Um dia, ao passar em frente da casa onde nasci e vivi até aos 17 anos, senti uma irreprimível vontade de revê-la por dentro - o meu quarto, a estante com livros, a lareira, a escada que dava para o quintal, o alpendre, o misterioso sótão.
Mal dei por mim batia à porta e pedia desculpa à simpática senhora que me atendeu por não ter conseguido reprimir o impulso de revisitar a casa donde saíra há mais de 50 anos.
Convidou-me a entrar e ali estava eu a mirar e a medir espaços, revolvendo a arca das recordações.
O meu amplo quarto de criança encolheu repentinamente e as portadas das janelas já não me pareciam conventuais. O largo e comprido corredor que atravessava toda a casa e desaguava na cozinha através de uma misteriosa meia-porta já não era a antiga pista de corridas.

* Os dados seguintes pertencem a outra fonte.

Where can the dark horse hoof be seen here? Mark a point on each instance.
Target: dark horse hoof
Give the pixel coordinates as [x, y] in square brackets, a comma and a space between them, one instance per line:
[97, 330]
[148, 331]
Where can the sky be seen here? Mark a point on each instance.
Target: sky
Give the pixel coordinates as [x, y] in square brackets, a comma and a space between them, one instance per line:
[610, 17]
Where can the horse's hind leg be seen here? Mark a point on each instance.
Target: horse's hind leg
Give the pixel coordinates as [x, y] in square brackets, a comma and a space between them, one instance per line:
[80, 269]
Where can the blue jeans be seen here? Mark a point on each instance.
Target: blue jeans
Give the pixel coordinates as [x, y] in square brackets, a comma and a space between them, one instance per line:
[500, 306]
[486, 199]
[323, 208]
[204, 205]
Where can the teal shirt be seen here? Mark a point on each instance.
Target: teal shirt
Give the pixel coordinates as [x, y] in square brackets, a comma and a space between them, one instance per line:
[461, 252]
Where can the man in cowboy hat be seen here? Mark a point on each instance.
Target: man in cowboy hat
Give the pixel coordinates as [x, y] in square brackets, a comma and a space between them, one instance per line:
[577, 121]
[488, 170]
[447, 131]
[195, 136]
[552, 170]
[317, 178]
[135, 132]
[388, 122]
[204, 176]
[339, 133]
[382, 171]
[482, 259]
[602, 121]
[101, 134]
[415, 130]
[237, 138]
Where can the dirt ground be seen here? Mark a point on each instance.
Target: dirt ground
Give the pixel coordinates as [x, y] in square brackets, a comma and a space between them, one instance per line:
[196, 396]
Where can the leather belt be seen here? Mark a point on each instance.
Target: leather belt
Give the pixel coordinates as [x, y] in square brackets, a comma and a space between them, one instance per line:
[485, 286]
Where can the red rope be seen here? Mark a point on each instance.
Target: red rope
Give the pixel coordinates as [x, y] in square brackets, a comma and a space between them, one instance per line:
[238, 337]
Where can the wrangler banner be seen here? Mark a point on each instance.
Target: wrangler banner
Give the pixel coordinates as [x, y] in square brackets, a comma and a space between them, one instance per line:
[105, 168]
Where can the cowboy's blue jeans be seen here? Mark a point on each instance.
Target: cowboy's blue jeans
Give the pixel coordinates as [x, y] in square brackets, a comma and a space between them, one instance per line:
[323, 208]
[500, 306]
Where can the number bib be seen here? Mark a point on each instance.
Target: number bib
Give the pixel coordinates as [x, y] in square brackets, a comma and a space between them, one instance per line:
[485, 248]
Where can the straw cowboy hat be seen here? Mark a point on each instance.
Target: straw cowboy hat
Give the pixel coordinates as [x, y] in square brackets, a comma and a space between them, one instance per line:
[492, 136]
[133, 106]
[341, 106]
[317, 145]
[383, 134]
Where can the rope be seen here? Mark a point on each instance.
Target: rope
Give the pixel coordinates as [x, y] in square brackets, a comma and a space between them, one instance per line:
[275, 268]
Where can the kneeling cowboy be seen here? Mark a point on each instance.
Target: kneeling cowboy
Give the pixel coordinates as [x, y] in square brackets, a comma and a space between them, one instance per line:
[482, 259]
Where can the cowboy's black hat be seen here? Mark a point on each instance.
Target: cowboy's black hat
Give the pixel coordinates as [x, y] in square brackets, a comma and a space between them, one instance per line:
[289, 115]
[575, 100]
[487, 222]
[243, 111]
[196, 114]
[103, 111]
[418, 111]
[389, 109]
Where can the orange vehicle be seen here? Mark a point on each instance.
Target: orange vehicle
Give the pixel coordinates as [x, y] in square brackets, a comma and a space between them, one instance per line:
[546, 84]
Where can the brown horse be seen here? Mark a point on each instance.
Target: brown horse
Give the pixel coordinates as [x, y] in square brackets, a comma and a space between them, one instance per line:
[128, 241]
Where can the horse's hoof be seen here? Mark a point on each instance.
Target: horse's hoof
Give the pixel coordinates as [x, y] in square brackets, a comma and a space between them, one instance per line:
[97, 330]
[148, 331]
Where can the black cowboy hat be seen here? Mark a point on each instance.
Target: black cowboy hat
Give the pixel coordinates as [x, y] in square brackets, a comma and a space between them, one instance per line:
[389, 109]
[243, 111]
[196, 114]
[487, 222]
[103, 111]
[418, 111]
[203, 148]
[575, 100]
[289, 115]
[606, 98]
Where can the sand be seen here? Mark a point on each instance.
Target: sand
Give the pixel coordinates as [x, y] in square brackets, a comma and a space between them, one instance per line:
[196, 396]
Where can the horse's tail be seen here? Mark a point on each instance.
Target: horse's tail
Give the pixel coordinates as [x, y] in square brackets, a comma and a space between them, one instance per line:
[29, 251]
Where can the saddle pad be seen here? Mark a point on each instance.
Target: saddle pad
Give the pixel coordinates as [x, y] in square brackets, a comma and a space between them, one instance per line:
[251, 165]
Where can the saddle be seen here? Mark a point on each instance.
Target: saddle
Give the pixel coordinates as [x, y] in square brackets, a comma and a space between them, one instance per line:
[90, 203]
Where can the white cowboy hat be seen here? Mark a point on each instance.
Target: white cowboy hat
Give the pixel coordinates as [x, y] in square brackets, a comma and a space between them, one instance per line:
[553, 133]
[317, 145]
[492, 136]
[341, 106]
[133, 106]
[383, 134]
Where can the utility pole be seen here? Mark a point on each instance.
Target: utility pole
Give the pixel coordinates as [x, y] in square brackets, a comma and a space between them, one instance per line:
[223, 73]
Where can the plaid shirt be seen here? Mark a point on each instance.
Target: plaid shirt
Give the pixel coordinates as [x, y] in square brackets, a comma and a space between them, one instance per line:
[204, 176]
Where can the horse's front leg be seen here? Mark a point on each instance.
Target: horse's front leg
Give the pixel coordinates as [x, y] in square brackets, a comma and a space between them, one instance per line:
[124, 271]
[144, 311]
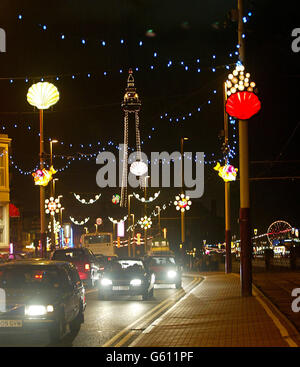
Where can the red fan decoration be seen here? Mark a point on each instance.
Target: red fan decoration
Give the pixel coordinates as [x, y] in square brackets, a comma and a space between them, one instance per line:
[243, 105]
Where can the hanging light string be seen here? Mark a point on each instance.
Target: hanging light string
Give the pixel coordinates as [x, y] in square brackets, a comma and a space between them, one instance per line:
[79, 223]
[87, 202]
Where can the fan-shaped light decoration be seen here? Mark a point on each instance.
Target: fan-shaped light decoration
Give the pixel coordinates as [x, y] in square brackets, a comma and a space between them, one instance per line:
[145, 222]
[137, 196]
[80, 223]
[87, 202]
[43, 176]
[42, 95]
[116, 199]
[227, 172]
[138, 168]
[241, 102]
[118, 221]
[182, 203]
[52, 206]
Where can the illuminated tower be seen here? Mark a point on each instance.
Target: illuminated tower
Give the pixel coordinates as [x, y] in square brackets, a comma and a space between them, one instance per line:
[131, 105]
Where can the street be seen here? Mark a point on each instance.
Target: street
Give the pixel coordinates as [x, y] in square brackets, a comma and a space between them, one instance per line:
[114, 322]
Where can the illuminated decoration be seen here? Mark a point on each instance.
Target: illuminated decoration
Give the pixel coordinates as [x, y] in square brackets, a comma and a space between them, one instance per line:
[118, 221]
[42, 95]
[145, 222]
[241, 102]
[226, 172]
[120, 229]
[137, 196]
[99, 221]
[57, 226]
[88, 202]
[116, 199]
[131, 104]
[182, 203]
[79, 223]
[52, 206]
[138, 168]
[43, 176]
[278, 231]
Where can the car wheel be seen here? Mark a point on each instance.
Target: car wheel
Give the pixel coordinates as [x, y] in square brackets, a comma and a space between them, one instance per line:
[179, 285]
[76, 323]
[57, 331]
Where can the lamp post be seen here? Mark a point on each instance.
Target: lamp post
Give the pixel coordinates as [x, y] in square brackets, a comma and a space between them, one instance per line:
[52, 193]
[182, 140]
[245, 232]
[42, 96]
[129, 219]
[133, 249]
[228, 261]
[158, 211]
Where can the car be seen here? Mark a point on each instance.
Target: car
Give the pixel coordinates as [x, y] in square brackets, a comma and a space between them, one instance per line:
[84, 260]
[104, 261]
[41, 294]
[166, 270]
[126, 276]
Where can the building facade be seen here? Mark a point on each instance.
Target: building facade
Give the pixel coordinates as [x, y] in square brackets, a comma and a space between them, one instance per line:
[4, 192]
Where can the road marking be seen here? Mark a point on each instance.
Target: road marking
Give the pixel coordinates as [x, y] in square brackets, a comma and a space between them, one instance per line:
[161, 306]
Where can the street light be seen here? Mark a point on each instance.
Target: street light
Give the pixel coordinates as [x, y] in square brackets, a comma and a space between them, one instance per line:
[182, 140]
[42, 96]
[129, 234]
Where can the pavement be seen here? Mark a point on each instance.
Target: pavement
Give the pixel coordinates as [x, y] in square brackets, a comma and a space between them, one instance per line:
[214, 314]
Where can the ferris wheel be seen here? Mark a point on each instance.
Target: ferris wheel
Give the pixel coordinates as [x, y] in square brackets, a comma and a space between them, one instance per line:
[278, 230]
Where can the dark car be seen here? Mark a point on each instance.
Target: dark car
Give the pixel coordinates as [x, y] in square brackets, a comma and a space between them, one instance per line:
[105, 261]
[166, 270]
[41, 294]
[126, 276]
[84, 260]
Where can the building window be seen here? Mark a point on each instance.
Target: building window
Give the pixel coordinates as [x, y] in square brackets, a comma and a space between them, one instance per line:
[2, 220]
[2, 166]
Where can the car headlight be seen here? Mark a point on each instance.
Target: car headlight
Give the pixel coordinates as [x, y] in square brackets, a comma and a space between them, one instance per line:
[38, 310]
[172, 274]
[106, 281]
[135, 282]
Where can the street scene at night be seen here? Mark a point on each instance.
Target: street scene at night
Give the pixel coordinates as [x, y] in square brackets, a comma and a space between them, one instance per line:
[149, 177]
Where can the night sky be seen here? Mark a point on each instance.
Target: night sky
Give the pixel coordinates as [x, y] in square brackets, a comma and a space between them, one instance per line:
[89, 109]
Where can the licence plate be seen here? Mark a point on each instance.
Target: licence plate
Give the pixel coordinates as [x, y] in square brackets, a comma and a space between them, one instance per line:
[11, 323]
[121, 288]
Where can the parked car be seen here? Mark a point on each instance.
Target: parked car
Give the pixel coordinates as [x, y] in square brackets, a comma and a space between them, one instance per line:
[166, 270]
[84, 260]
[126, 276]
[105, 261]
[41, 294]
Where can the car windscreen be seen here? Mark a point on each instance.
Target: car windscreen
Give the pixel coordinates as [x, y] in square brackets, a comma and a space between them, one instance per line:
[162, 261]
[127, 265]
[69, 255]
[29, 277]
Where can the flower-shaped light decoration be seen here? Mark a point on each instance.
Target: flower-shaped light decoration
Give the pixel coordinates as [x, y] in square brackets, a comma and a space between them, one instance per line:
[116, 199]
[227, 172]
[182, 203]
[42, 95]
[138, 168]
[52, 206]
[42, 176]
[241, 103]
[145, 222]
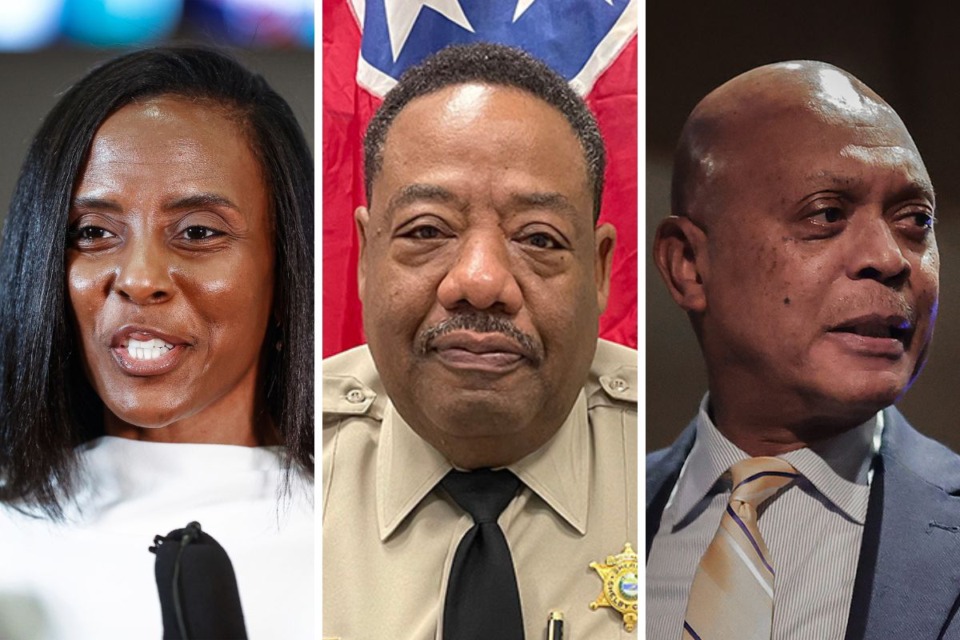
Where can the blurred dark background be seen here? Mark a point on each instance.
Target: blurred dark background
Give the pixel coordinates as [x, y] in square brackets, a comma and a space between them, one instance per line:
[908, 52]
[47, 45]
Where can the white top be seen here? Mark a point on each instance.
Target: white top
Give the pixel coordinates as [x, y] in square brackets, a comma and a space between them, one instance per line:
[813, 530]
[91, 576]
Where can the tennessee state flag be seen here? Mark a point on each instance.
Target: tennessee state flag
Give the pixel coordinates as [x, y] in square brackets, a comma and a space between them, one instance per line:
[368, 44]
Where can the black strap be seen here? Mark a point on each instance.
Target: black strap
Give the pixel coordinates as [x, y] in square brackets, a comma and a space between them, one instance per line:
[483, 601]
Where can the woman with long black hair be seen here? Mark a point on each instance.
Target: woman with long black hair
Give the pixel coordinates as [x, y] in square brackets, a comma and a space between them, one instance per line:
[156, 347]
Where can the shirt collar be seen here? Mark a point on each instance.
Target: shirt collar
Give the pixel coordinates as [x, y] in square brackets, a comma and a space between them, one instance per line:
[838, 468]
[408, 468]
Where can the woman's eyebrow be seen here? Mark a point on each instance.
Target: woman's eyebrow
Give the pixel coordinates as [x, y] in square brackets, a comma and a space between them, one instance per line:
[200, 200]
[94, 202]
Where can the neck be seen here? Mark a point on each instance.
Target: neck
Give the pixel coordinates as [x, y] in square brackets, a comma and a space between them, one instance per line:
[761, 430]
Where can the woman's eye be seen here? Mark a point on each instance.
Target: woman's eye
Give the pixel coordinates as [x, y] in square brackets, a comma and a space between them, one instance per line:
[89, 233]
[200, 233]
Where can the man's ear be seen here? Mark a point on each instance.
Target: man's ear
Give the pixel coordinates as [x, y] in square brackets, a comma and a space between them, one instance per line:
[605, 239]
[680, 253]
[361, 218]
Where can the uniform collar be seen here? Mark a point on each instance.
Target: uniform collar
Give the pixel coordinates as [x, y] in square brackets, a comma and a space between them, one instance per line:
[408, 468]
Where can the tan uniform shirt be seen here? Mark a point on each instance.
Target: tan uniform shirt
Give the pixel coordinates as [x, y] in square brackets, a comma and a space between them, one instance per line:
[389, 533]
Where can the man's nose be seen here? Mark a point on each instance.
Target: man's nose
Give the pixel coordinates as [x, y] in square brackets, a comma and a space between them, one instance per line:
[878, 254]
[143, 272]
[482, 275]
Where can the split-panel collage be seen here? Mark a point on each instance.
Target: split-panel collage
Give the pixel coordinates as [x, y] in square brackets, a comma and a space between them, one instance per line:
[412, 225]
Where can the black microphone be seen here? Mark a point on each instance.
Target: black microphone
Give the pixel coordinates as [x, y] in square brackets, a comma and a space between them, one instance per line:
[197, 587]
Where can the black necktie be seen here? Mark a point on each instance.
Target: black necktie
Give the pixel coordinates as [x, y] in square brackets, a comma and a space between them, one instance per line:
[482, 602]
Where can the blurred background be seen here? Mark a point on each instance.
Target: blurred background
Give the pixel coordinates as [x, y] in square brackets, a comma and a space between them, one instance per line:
[46, 45]
[907, 52]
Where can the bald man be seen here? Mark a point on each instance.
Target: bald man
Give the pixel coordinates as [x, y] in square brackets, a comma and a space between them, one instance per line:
[801, 246]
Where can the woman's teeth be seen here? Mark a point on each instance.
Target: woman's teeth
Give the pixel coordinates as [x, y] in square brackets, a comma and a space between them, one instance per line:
[148, 350]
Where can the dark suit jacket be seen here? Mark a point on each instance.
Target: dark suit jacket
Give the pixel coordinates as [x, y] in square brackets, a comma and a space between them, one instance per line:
[908, 575]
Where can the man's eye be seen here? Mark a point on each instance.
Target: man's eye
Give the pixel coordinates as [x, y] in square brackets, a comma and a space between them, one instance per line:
[424, 233]
[828, 215]
[541, 241]
[923, 219]
[200, 233]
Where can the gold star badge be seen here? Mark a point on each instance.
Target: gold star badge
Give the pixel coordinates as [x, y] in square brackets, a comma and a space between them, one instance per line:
[619, 577]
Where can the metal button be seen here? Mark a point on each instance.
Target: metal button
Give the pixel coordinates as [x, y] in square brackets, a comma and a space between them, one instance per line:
[619, 385]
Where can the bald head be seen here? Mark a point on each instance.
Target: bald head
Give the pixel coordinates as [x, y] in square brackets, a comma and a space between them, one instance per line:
[802, 247]
[741, 126]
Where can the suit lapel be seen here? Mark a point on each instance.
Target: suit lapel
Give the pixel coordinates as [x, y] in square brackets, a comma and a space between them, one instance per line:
[908, 573]
[663, 468]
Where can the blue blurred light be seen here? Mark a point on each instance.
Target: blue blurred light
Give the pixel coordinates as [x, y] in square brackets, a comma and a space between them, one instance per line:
[29, 25]
[120, 22]
[268, 22]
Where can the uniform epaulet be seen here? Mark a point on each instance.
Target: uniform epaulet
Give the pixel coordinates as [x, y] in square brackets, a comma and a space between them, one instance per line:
[613, 376]
[351, 385]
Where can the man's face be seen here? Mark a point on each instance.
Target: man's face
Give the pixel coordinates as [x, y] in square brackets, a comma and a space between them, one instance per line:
[822, 278]
[481, 275]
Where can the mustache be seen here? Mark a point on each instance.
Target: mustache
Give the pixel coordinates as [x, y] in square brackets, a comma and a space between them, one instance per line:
[480, 323]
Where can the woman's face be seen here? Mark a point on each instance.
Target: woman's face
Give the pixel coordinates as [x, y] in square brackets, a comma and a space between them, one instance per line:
[170, 265]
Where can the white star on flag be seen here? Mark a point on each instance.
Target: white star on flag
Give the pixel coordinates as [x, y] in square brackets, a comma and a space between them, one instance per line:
[523, 5]
[402, 14]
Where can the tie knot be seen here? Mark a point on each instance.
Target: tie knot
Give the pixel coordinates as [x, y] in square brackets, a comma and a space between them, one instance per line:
[757, 479]
[483, 493]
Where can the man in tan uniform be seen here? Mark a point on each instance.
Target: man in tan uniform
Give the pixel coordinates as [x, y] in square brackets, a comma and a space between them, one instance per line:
[483, 274]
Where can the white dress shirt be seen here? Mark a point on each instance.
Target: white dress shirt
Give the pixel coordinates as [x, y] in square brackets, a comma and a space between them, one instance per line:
[813, 530]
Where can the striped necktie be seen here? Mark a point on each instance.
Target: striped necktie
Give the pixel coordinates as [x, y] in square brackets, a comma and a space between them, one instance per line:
[732, 592]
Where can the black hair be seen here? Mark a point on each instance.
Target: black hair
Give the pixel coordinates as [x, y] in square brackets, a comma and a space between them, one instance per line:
[47, 406]
[493, 64]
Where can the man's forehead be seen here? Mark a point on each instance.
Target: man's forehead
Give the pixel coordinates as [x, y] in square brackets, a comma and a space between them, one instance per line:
[464, 103]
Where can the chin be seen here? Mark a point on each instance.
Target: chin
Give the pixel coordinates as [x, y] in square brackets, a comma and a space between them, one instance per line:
[864, 394]
[475, 419]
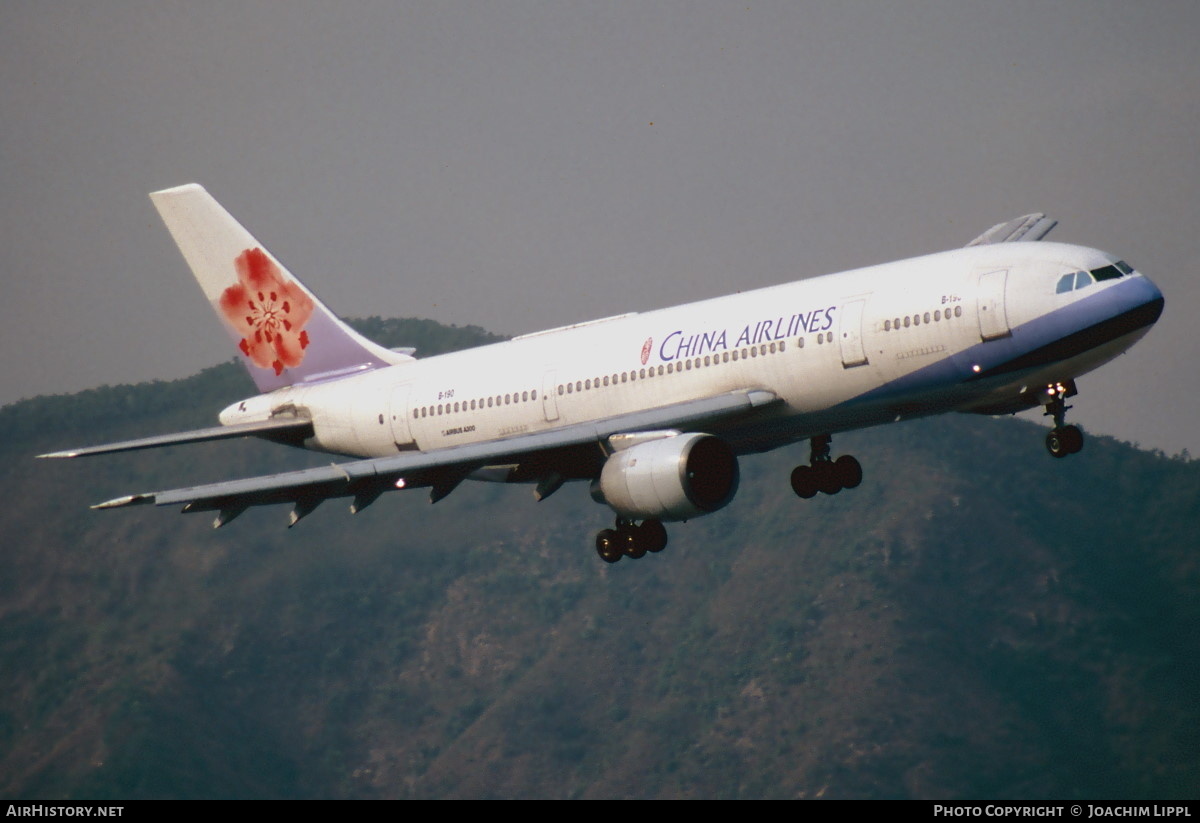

Na varanda das traseiras estava um gato dormitando ao sol, mas não era o Cuco, e o cão preso por uma corrente ao fundo das escadas não era o Kiss.
Dali, olhei todo o quintal. Era comprido, feito em socalcos e percorrido lateralmente por uma passagem com degraus que ia até lá acima à última courela. Em cada uma delas havia um tanque do lado esquerdo dos quais saiam caleiras que transportavam a água ao longo de cada plano de terreno.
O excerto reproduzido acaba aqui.